Wars anglicised his name to Henry Vars to secure work in America – though he often went uncredited in production details, as the American custom was to instead attribute music to the film’s musical director.
From the mid-1950s to the 1970s, however, Wars’s American career took off: he wrote music for productions under Columbia, Warner Brothers, Twentieth Century Fox and MGM; overall, he contributed to around 60 films and TV shows. His songs were performed by Bing Crosby and Doris Day. Over and Over and Over, sung by Margaret Whiting, sold half a million copies and also gained popularity in Poland, in a performance by Anna German.
But Wars’s greatest post-war success came with a film and television series about a dolphin. He composed the theme for Flipper and Flipper’s New Adventure in the 1960s – pictures followed by the television series Flipper, produced from 1964 to 1967.
In 1967, Wars made his first and last visit to Warsaw after the end of WWII, with records suggesting he recorded jazz suites for the Polish Radio, and conducted at the Warsaw Philharmonic, whilst also performing for Polish Television and the Polish Film Chronicle.
The last programme which credits Wars was the 1971 film Fools’ Parade, starring James Stewart and George Kennedy. Later in his life, the composer also attended cultural events at the Jasna Góra Catholic Church in Los Angeles, and drew caricatures. On 1 September 1977, Wars died at home, listening to the composer Szymanowski – whose works he had admired for the duration of his life. A few years after his death, Wars’s wife discovered lost scores of music in their garage; and, in the early 2000s, a documentary was made to celebrate the composer: Henryk Wars: A Songster of Warsaw (Henryk Wars: Pieśniarz Warszawy).

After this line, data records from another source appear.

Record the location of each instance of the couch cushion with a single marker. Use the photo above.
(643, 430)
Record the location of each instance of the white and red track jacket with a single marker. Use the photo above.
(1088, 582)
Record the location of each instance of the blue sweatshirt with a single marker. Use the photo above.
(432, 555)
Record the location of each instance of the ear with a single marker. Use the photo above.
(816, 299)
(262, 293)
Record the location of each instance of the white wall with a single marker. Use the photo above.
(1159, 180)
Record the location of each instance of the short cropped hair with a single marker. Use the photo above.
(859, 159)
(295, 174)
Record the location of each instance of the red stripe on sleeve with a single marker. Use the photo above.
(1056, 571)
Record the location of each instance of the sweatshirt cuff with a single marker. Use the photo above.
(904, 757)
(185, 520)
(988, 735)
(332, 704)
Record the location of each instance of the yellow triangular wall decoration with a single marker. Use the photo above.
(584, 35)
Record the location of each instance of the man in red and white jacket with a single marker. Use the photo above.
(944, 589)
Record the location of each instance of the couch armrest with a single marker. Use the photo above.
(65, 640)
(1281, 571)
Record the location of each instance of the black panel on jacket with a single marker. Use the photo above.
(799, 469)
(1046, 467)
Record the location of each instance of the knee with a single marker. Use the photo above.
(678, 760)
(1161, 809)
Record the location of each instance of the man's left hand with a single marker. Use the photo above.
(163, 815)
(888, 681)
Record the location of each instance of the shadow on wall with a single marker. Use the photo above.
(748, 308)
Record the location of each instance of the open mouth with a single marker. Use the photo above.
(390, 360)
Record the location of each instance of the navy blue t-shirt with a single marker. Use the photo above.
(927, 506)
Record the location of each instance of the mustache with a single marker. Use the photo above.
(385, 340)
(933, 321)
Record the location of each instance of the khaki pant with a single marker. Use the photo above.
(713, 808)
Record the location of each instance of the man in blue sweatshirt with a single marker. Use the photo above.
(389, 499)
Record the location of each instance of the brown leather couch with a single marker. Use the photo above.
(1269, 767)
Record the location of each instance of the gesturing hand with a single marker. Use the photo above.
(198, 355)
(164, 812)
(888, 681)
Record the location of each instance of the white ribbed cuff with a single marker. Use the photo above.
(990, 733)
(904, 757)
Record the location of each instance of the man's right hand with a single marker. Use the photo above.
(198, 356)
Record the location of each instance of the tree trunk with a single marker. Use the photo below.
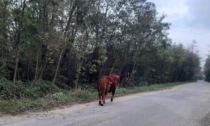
(16, 70)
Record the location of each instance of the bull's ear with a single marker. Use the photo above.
(117, 76)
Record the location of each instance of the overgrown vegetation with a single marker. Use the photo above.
(52, 46)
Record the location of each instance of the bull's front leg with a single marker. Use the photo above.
(103, 97)
(113, 92)
(100, 99)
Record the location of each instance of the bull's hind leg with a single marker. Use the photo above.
(103, 97)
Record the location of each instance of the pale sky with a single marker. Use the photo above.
(190, 20)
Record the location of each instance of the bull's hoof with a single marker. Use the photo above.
(101, 104)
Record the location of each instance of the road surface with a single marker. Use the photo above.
(184, 105)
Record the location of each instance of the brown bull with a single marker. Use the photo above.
(107, 84)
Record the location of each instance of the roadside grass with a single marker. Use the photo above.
(17, 106)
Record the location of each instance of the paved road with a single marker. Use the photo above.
(185, 105)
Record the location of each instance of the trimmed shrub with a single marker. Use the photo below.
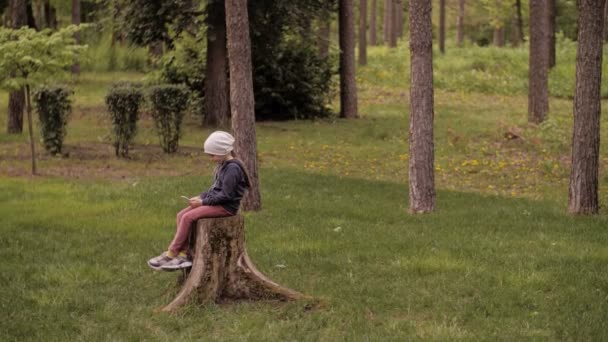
(123, 102)
(53, 105)
(169, 103)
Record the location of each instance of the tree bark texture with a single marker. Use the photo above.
(16, 99)
(324, 37)
(392, 24)
(520, 20)
(552, 9)
(348, 85)
(442, 26)
(362, 32)
(242, 105)
(385, 22)
(421, 176)
(583, 194)
(538, 92)
(217, 96)
(221, 269)
(76, 21)
(499, 36)
(460, 23)
(373, 36)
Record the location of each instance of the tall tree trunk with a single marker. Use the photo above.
(217, 97)
(421, 176)
(372, 25)
(392, 25)
(348, 85)
(520, 20)
(538, 93)
(399, 17)
(76, 21)
(460, 23)
(242, 105)
(583, 194)
(324, 37)
(551, 30)
(385, 22)
(362, 32)
(442, 26)
(16, 99)
(499, 36)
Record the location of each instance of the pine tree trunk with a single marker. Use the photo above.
(217, 97)
(385, 22)
(362, 32)
(520, 20)
(421, 176)
(583, 194)
(392, 25)
(373, 36)
(551, 30)
(222, 270)
(324, 34)
(442, 26)
(348, 85)
(460, 23)
(242, 105)
(76, 21)
(499, 36)
(16, 99)
(538, 93)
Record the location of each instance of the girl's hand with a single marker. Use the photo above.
(195, 202)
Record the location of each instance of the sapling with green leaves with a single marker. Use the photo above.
(30, 58)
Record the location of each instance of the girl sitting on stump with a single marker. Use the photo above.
(222, 199)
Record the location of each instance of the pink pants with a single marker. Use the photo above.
(186, 218)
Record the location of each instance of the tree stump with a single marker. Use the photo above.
(221, 269)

Although Polish popular culture changed dramatically after the demise of the interwar period, the brilliance and virtuosity of those artists whose central repertoire originated from the 1920s and 1930s ensured a small corner of the Polish stage would remain open for them – even if just for little while. Several of these interwar icons never again achieved any level of renown similar to that which they had experienced in the interbellum. Still, they remain personifications of a glorious age of Polish cultural output – and this legacy is timeless.